— Ты проводишь нас до Тонара, — не
терпящим возражения тоном заявил Марку Карл, разворачивая своего
коня так, чтобы видеть и его, и сестру. — Ситуация слишком
нестабильна, а в отсутствие генерала те, кто ищет повод, вполне
могут его найти, так что нам потребуется надежный человек.

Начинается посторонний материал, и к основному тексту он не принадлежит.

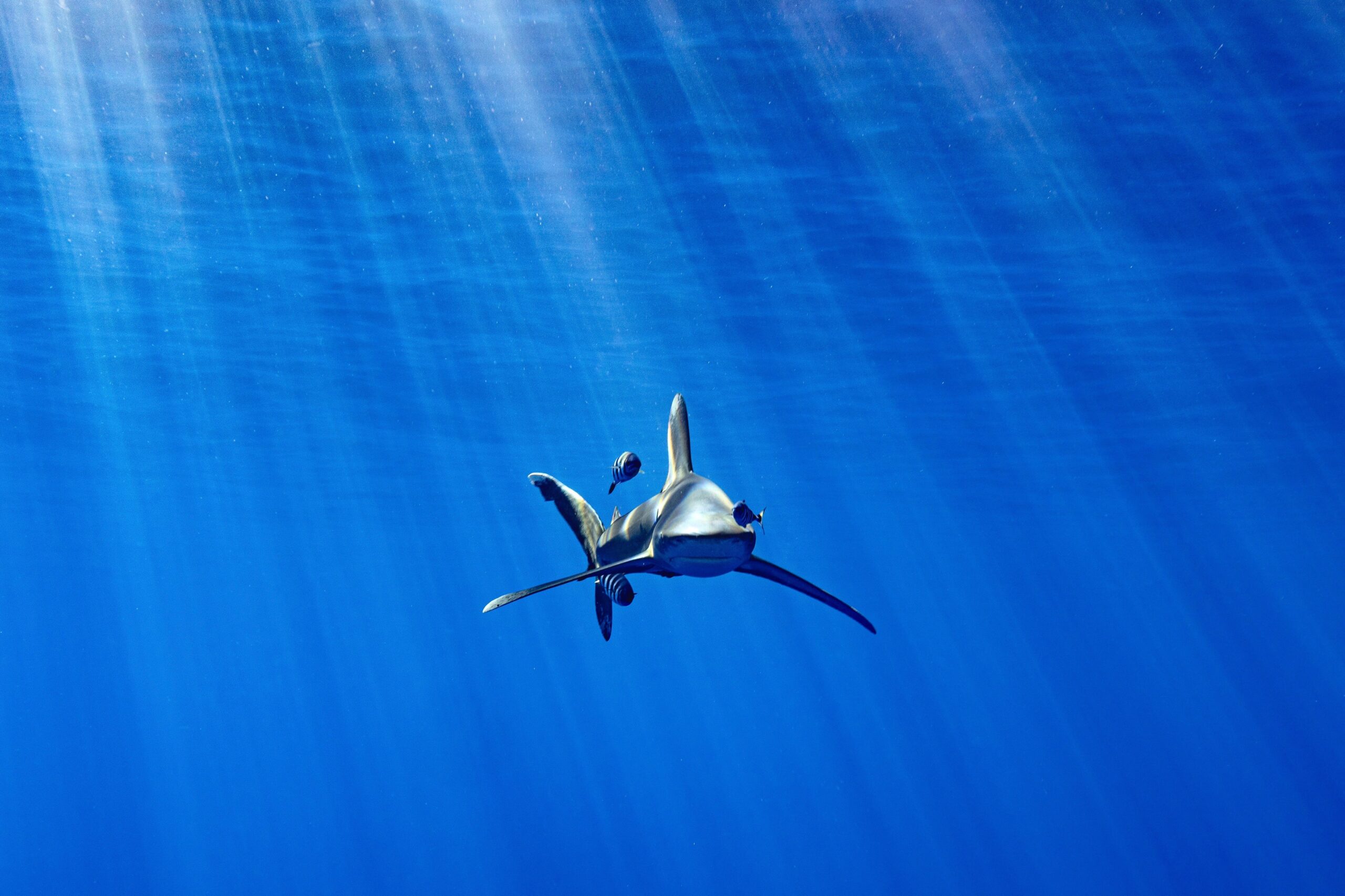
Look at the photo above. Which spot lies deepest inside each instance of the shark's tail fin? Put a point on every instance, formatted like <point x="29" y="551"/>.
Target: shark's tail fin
<point x="583" y="520"/>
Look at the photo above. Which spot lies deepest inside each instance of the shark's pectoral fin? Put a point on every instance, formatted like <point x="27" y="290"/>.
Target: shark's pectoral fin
<point x="635" y="564"/>
<point x="758" y="567"/>
<point x="603" y="603"/>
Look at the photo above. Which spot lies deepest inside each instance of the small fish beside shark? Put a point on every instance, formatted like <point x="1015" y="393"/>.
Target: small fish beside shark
<point x="689" y="529"/>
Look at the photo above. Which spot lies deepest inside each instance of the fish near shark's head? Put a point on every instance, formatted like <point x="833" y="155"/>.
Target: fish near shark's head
<point x="697" y="535"/>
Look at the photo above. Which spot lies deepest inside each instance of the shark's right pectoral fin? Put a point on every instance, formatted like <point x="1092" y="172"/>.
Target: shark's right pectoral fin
<point x="758" y="567"/>
<point x="637" y="564"/>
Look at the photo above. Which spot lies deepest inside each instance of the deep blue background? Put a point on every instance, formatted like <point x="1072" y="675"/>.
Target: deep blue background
<point x="1024" y="324"/>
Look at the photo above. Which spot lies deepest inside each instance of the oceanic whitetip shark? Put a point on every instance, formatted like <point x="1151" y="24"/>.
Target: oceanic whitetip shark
<point x="688" y="529"/>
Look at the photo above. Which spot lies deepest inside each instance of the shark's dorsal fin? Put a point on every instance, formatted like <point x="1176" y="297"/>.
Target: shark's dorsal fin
<point x="680" y="442"/>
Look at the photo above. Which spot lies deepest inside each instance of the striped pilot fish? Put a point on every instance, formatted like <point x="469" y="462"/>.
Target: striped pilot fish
<point x="607" y="590"/>
<point x="625" y="468"/>
<point x="618" y="588"/>
<point x="743" y="516"/>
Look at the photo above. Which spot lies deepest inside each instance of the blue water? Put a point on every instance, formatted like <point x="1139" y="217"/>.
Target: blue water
<point x="1026" y="324"/>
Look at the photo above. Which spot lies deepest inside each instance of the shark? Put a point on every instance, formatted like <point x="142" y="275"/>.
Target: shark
<point x="688" y="529"/>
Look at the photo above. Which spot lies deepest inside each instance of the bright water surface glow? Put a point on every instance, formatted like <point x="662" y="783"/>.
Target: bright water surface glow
<point x="1022" y="319"/>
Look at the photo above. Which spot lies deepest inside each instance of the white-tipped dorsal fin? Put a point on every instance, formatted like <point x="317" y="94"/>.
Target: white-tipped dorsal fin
<point x="680" y="442"/>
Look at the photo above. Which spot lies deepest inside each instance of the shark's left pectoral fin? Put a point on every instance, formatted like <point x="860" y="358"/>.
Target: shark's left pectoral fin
<point x="635" y="564"/>
<point x="763" y="569"/>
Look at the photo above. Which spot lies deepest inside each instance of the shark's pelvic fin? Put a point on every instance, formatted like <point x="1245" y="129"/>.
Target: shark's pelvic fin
<point x="680" y="442"/>
<point x="583" y="520"/>
<point x="758" y="567"/>
<point x="637" y="564"/>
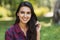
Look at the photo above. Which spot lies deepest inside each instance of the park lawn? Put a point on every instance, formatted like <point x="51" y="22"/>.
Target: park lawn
<point x="47" y="33"/>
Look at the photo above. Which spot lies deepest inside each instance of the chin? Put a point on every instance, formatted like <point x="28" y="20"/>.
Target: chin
<point x="25" y="22"/>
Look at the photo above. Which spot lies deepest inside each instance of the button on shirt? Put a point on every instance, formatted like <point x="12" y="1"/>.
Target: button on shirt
<point x="14" y="33"/>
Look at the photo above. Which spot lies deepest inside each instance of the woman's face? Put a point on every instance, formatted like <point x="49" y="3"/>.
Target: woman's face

— Неожиданно, — слегка нахмурилась
Лирамель, но, взглянув на брата, быстро добавила: — Но я согласна,
это будет разумно.
— Ты даже не представляешь,
насколько, — натянуто улыбнулся тот. — Нам всем предстоит пережить
непростые времена...
— Это ты о чем? — вмешался Марк,
решив придержать возражения на потом.
— Будет возможность — поясню. Мы и
так уже выбиваемся из плана. По таким дорогам лучше добираться до
Тонара засветло.
Ехать пришлось верхом. Дороги сильно
размыло, и, по словам одного из стопников, тяжелый экипаж увяз бы
на первой же развилке. Держась позади Карла, Марк постоянно замечал
мимолетные взгляды, которые офицеры и воины бросали на Лирамель,
будто черпая в ней успокоение. Между ней и ими будто бы
чувствовалась невидимое притяжение, нечто, что порой связывало
людей в одной семье — едва уловимое, но сильное и прочное. «Я не
принадлежу никому, кроме своего народа», — так Лирамель повторяла
ему в Большом Мире, но Марк всегда воспринимал ее слова как некую
браваду и лишь теперь увидел и понял, что это действительно было
правдой.
Через огромные ворота Тира они
вывели за собой три тысячи всадников. Лирамель сразу же задала
темп, шепнув что-то на ухо своему коню, и Марк невольно улыбнулся,
вспомнив, как она обрадовалась, увидев белоснежного жеребца,
который когда-то вывез ее и Карла из Черной крепости. Снежок, или
Тамандар, как звучало его аллотарское имя, сразу же признал хозяйку
и долго ласкался, заставляя ее смеяться, а столпившихся вокруг
офицеров радостно переглядываться.
Дорога после моста сворачивала к
северу, делая петлю вокруг лесных топей, а затем шла все время
прямо на запад. До Тонара лошади месили копытами грязь, отчего
вокруг стояло непрерывное хлюпанье. Белоснежные ноги Снежка вскоре
стали черно-коричневыми, и он ворчливо пофыркивал. Сама же Лирамель
не замечала ни этой грязи, ни всеобщего внимания, ни даже Марка.
Хмуря брови, она задумчиво смотрела куда-то вперед и лишь изредка
оборачивалась к Карлу, словно проверяя, рядом ли он. В ее
сосредоточенно-напряженном взгляде Марку виделось какое-то
болезненное беспокойство. Казалось, она все время искала у брата те
же утешение и опору, которые окружающие искали в ней самой. Эта
внутренняя близость между ними вызывала в душе Марка ревность,
злость и почти не совместимое с ними досадливое сочувствие. Он был
вынужден признать, что несмотря на проведенные с Лирамель годы,
знал ее не лучше, чем ехавшие поодаль офицеры.